Allo stato dell’arte, si tratta però di un quadro del tutto ipotetico. Di fatto il nostro Paese risulta il peggiore d’Europa nell’autorizzare nuovi impianti rinnovabili, mentre il Governo pensa a raddoppiare le estrazioni di gas naturale, da circa 4 a 8 mld di mc l’anno (mentre l’Italia avrebbe un potenziale produttivo nel biometano più alto, stimato al 2030 in 10 miliardi di metri cubi, di cui almeno 8 da matrici agricole).

Una soluzione che da Greenpeace bocciano come «assurda dal punto di vista ambientale, energetico ed economico, che non è neppure in grado di mettere una toppa nel breve periodo», per almeno tre motivi: per raddoppiare la produzione servirebbero almeno 18-24 mesi, quando l’attuale crisi energetica con tutta probabilità sarà esaurita da tempo; anche se arrivasse in tempo, il gas estratto in Italia sarebbe comunque venduto a prezzi di mercato dato che «allo stato attuale non può essere venduto solo in Italia a prezzi calmierati perché, come qualcuno ha già fatto notare, si tratterebbe di un aiuto di Stato». Al contempo, se anche «si costringessero gli operatori che estraggono gas nei fondali italiani a venderlo solo sul mercato interno a un prezzo indicato dallo Stato, quest’ultimo sarebbe poi costretto a ripagare ai petrolieri le mancate entrate, in un circolo vizioso».

Eppure mentre si delineano tali scenari il Governo, con l’art. 16 del decreto Sostegni-ter, impone «un tetto massimo al prezzo dell’elettricità rinnovabile» (senza incidere sugli extraprofitti legati alle fonti fossili). Come notano da Elettricità futura, altri Paesi europei (Spagna e Romania) che avevano introdotto misure contro le rinnovabili simili a quelle contenute nell’art. 16 «le hanno dovute ritirare, o drasticamente ridimensionare».

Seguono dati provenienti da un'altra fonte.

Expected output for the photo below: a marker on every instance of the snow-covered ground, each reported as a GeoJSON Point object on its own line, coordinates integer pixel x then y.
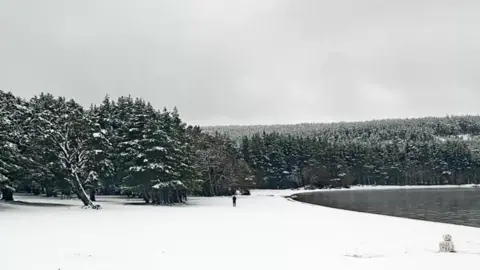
{"type": "Point", "coordinates": [265, 231]}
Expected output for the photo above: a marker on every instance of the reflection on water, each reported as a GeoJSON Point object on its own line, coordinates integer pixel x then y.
{"type": "Point", "coordinates": [449, 205]}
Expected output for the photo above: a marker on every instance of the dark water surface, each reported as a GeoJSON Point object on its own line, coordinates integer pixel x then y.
{"type": "Point", "coordinates": [459, 206]}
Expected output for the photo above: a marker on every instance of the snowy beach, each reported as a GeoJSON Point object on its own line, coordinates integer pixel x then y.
{"type": "Point", "coordinates": [265, 231]}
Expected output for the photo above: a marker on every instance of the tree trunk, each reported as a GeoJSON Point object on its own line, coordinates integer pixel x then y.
{"type": "Point", "coordinates": [92, 194]}
{"type": "Point", "coordinates": [81, 193]}
{"type": "Point", "coordinates": [7, 195]}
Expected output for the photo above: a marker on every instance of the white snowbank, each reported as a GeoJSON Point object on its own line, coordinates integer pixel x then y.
{"type": "Point", "coordinates": [262, 232]}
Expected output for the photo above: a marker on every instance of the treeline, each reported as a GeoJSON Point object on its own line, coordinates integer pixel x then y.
{"type": "Point", "coordinates": [286, 161]}
{"type": "Point", "coordinates": [426, 128]}
{"type": "Point", "coordinates": [54, 146]}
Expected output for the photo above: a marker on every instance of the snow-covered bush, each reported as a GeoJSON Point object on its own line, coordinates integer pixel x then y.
{"type": "Point", "coordinates": [447, 245]}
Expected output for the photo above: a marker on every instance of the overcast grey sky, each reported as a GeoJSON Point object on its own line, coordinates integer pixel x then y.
{"type": "Point", "coordinates": [250, 61]}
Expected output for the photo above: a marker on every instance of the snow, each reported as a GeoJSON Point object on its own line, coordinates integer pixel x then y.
{"type": "Point", "coordinates": [264, 231]}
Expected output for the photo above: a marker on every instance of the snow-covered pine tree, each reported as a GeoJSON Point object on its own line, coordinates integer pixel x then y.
{"type": "Point", "coordinates": [64, 132]}
{"type": "Point", "coordinates": [12, 117]}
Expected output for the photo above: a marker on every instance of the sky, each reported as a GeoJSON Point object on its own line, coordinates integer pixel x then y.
{"type": "Point", "coordinates": [225, 62]}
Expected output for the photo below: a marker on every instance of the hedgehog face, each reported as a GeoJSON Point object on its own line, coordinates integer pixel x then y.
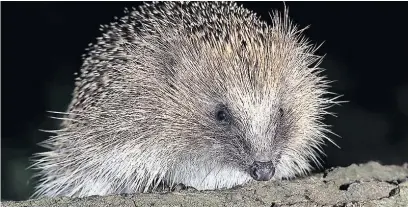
{"type": "Point", "coordinates": [257, 109]}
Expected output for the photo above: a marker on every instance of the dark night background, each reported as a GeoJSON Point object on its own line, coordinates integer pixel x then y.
{"type": "Point", "coordinates": [365, 43]}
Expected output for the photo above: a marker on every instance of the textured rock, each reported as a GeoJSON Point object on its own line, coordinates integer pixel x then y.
{"type": "Point", "coordinates": [368, 184]}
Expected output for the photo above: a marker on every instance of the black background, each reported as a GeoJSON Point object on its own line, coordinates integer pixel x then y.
{"type": "Point", "coordinates": [365, 43]}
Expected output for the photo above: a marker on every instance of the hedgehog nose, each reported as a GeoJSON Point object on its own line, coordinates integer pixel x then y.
{"type": "Point", "coordinates": [262, 171]}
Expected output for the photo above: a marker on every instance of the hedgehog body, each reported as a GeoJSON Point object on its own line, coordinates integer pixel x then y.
{"type": "Point", "coordinates": [204, 94]}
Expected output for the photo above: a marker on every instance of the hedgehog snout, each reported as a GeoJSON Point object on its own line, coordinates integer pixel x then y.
{"type": "Point", "coordinates": [262, 171]}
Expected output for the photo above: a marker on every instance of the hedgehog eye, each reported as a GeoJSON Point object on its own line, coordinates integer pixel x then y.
{"type": "Point", "coordinates": [221, 115]}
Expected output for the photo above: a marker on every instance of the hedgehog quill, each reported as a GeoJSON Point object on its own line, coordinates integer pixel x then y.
{"type": "Point", "coordinates": [203, 94]}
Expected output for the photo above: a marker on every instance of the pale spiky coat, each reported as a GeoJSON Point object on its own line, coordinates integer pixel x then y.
{"type": "Point", "coordinates": [143, 108]}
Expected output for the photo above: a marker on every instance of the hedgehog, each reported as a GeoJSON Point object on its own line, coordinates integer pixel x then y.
{"type": "Point", "coordinates": [201, 94]}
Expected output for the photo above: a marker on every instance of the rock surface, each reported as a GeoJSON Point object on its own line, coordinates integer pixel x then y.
{"type": "Point", "coordinates": [369, 184]}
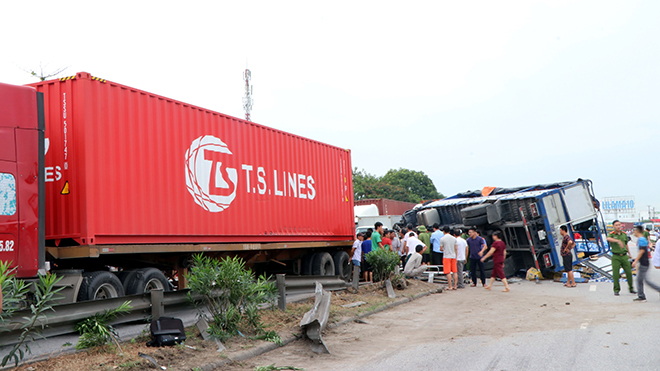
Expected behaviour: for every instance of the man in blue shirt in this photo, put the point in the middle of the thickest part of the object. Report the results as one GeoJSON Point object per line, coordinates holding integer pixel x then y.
{"type": "Point", "coordinates": [643, 260]}
{"type": "Point", "coordinates": [436, 254]}
{"type": "Point", "coordinates": [366, 248]}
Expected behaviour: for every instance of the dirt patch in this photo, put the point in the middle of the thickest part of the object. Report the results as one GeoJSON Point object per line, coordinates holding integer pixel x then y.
{"type": "Point", "coordinates": [197, 352]}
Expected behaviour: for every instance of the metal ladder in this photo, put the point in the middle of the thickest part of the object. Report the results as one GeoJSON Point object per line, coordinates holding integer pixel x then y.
{"type": "Point", "coordinates": [605, 270]}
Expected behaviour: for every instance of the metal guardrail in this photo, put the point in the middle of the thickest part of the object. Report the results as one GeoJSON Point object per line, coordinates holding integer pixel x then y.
{"type": "Point", "coordinates": [64, 317]}
{"type": "Point", "coordinates": [293, 285]}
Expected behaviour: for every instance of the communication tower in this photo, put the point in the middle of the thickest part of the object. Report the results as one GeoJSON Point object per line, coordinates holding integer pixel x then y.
{"type": "Point", "coordinates": [247, 99]}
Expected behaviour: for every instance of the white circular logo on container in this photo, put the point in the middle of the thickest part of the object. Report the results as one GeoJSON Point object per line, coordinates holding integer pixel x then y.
{"type": "Point", "coordinates": [209, 179]}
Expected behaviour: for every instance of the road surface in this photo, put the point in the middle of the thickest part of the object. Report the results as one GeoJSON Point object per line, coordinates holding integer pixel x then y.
{"type": "Point", "coordinates": [534, 327]}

Nella sua audizione in Senato, su questa falsariga Re Rebaudengo ha snocciolato 10 motivi per suggerire un ritiro dell’art. 16, aggiungendo anche 5 «evidenti profili di illegittimità costituzionale». Secondo l’associazione confindustriale, infatti, l’art. 16 presenta «profili di incostituzionalità ancora più forti di quelli della c.d. Robin Hood Tax, che fu dichiarata incostituzionale dalla Corte costituzionale perché introduceva discriminazioni arbitrarie applicando, senza adeguate motivazioni, un regime impositivo più gravoso per una sola categoria di operatori».

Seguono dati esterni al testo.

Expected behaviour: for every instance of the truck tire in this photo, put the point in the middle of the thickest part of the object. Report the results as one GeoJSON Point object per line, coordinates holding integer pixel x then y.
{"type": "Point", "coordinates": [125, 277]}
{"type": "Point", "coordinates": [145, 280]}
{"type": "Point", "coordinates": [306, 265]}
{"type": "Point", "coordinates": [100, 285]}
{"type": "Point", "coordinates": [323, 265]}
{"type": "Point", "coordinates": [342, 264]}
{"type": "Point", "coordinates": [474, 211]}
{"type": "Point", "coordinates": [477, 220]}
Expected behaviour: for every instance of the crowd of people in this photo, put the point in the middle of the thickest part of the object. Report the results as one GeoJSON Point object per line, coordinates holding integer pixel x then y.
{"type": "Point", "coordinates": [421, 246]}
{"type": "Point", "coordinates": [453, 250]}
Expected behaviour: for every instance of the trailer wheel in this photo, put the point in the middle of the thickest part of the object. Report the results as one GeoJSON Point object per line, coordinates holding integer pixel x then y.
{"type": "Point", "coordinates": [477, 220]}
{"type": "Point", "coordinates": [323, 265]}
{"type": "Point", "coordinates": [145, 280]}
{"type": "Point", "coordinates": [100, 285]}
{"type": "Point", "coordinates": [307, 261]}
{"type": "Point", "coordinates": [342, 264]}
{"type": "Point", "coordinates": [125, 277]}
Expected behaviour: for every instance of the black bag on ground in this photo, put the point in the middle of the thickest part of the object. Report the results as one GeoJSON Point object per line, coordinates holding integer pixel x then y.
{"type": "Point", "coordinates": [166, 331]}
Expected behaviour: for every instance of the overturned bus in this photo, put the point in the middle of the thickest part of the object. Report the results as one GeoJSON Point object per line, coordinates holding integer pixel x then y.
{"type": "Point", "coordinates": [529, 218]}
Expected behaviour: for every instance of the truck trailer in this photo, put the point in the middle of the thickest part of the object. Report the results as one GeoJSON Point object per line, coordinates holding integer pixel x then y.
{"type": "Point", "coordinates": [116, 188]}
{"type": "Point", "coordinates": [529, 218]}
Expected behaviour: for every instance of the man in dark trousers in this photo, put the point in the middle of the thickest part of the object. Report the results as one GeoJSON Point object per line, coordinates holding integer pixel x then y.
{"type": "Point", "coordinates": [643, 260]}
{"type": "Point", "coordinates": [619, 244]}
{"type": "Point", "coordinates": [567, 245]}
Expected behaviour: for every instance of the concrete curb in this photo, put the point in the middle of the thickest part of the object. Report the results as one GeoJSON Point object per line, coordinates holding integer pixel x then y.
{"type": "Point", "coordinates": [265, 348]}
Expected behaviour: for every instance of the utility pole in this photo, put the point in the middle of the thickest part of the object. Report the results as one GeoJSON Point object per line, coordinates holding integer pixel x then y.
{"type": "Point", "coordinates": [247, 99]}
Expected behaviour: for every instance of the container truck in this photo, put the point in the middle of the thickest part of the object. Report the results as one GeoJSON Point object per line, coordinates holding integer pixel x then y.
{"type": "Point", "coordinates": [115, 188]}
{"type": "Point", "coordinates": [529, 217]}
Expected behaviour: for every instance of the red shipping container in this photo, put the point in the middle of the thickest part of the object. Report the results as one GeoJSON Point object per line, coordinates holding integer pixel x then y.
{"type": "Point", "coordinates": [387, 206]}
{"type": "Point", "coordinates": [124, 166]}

Che fare dunque per affrontare concretamente, da subito ma con misure valide anche in prospettiva, per risolvere l’attuale grave crisi del caro bolletta? Elettricità futura indica tre punti al Governo: «Attui un’ulteriore opera di semplificazione straordinaria per poter finalmente realizzare 15 GW all’anno anziché 1 GW di nuova potenza rinnovabile; faccia “moral suasion” su Regioni ed enti locali affinché rilascino tempestivamente le autorizzazioni per installare gli impianti rinnovabili attualmente in sviluppo; acceleri il più possibile, e comunque entro e non oltre la fine del 2022 come prevede la Red II, il processo di identificazione delle aree idonee per l’installazione delle rinnovabili».

L. A.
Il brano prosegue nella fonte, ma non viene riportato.